72. Use of a lipid nanoparticle composition according to any one of claims 60-68 in the manufacture of a medicament for the treatment or prevention of a disease in a subject.

73. A multitarget peptide encoded by the nucleic acid of any one of claims 1-59.

74. A multitarget peptide comprising two or more polypeptides, wherein some or all polypeptides comprises either a target peptide, a linker peptide, and a self-assembling peptide, or a linker peptide, a target peptide, a linker peptide, and a self-assembling peptide, or combination thereof, wherein one polypeptide is connected to another polypeptide by a cleavage peptide, wherein the multitarget peptide includes a signal peptide upstream of one or more of the polypeptides.

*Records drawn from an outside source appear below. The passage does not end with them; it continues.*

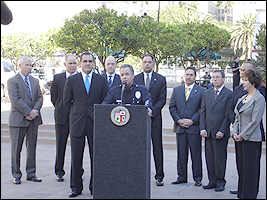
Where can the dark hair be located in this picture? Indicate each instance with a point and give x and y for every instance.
(193, 68)
(253, 76)
(149, 56)
(250, 63)
(87, 53)
(127, 65)
(221, 71)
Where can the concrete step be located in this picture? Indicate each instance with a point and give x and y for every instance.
(46, 135)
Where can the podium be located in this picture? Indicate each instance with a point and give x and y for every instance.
(122, 152)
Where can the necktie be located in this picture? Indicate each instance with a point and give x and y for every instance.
(187, 93)
(109, 81)
(27, 84)
(147, 81)
(87, 84)
(216, 94)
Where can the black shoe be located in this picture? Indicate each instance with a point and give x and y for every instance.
(159, 182)
(233, 191)
(59, 178)
(178, 182)
(209, 186)
(16, 181)
(34, 178)
(198, 183)
(75, 193)
(219, 188)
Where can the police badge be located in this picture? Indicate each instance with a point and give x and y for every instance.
(120, 115)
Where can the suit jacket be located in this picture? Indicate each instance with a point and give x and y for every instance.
(21, 101)
(238, 93)
(79, 104)
(214, 115)
(157, 89)
(116, 81)
(61, 113)
(190, 109)
(247, 120)
(143, 97)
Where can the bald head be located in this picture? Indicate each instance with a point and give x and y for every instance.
(245, 66)
(110, 65)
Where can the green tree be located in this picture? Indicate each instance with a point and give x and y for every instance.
(99, 31)
(36, 46)
(181, 15)
(205, 37)
(260, 45)
(161, 40)
(242, 34)
(225, 4)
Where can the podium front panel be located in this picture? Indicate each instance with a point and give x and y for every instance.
(122, 153)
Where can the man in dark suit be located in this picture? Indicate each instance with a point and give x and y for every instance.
(215, 128)
(24, 118)
(133, 93)
(110, 66)
(61, 113)
(156, 85)
(81, 92)
(184, 108)
(239, 92)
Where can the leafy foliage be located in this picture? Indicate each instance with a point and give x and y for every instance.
(36, 46)
(243, 34)
(261, 47)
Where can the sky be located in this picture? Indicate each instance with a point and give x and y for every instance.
(40, 16)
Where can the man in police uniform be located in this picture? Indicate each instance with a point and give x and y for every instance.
(133, 94)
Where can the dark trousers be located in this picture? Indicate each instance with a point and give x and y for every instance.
(184, 143)
(156, 135)
(77, 149)
(248, 156)
(236, 81)
(62, 133)
(216, 155)
(17, 135)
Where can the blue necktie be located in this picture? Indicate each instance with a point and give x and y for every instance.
(87, 84)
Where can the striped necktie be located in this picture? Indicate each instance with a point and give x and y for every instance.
(27, 84)
(187, 93)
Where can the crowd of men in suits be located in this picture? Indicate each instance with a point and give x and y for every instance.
(197, 113)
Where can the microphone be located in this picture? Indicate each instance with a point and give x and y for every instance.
(122, 90)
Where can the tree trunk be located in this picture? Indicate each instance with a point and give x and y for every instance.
(225, 12)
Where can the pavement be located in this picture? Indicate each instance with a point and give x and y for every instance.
(49, 188)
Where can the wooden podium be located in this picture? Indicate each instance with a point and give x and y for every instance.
(122, 152)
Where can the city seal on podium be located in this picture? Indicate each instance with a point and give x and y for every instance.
(120, 115)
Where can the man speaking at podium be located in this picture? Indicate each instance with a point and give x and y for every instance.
(129, 93)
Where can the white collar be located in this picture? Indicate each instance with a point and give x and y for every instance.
(68, 74)
(190, 86)
(84, 75)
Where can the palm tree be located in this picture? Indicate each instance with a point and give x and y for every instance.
(225, 4)
(242, 34)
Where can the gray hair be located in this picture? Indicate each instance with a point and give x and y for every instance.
(127, 65)
(70, 54)
(22, 58)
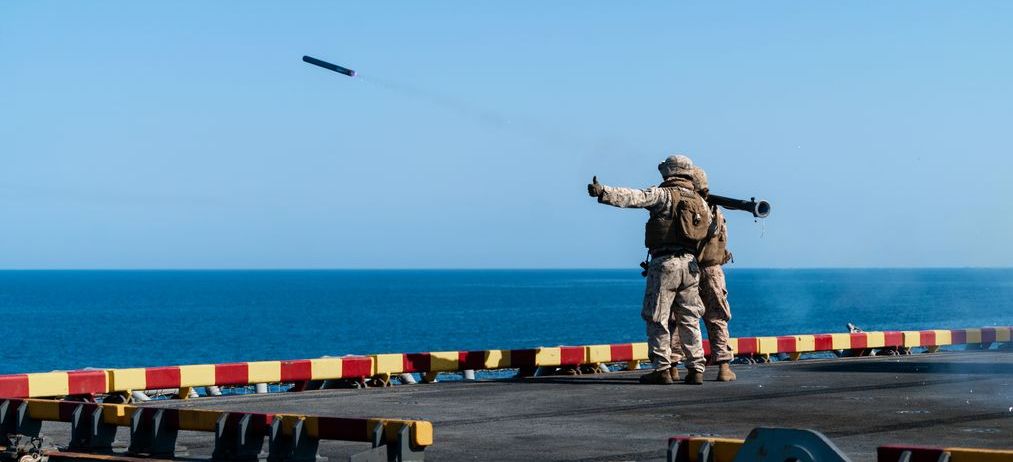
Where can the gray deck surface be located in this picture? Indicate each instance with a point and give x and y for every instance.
(955, 398)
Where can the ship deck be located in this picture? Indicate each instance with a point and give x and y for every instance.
(951, 398)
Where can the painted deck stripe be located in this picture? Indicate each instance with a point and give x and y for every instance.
(231, 374)
(296, 371)
(156, 378)
(356, 367)
(622, 352)
(14, 386)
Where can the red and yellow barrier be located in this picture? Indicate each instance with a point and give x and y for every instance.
(320, 428)
(239, 373)
(54, 384)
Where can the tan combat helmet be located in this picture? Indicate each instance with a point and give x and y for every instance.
(677, 165)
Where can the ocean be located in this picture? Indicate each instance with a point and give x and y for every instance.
(71, 319)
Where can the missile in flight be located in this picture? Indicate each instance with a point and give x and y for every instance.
(326, 65)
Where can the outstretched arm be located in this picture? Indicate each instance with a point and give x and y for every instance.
(625, 197)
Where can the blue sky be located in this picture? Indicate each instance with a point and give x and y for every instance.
(190, 135)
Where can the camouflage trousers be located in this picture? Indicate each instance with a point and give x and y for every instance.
(716, 315)
(672, 309)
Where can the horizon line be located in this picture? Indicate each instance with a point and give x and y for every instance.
(456, 268)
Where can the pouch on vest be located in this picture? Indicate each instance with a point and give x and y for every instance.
(688, 225)
(692, 215)
(715, 247)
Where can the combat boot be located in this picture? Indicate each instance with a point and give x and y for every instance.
(694, 378)
(656, 378)
(724, 373)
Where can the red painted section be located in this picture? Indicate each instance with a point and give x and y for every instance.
(824, 341)
(570, 356)
(748, 345)
(622, 352)
(787, 343)
(66, 409)
(14, 386)
(988, 335)
(86, 382)
(892, 338)
(342, 429)
(167, 377)
(472, 360)
(232, 374)
(298, 370)
(417, 362)
(355, 367)
(522, 358)
(918, 453)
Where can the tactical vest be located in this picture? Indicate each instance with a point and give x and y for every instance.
(686, 226)
(715, 247)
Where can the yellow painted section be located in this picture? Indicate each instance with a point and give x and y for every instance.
(388, 364)
(48, 384)
(496, 359)
(118, 414)
(841, 340)
(44, 409)
(598, 353)
(420, 434)
(197, 375)
(767, 345)
(547, 356)
(875, 339)
(721, 450)
(128, 379)
(805, 342)
(325, 368)
(640, 351)
(264, 371)
(980, 455)
(199, 420)
(912, 338)
(445, 361)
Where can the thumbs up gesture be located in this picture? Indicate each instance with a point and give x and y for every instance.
(595, 188)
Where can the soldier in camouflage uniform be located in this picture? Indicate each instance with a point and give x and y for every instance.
(713, 253)
(672, 305)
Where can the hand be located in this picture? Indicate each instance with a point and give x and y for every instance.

75. A polypeptide nanoparticle comprising at least 2 or up to 100 polypeptides according to any one of claims 1 to 59.

76. The polypeptide nanoparticle according to claim 75, wherein the polypeptides are homologous polypeptides, heterologous polypeptides, oligomeric complex or a combination thereof.

77. The polypeptide nanoparticle according to claim 76, wherein the polypeptide nanoparticle is icosahedral, helical, spherical, rod-like or a combination thereof.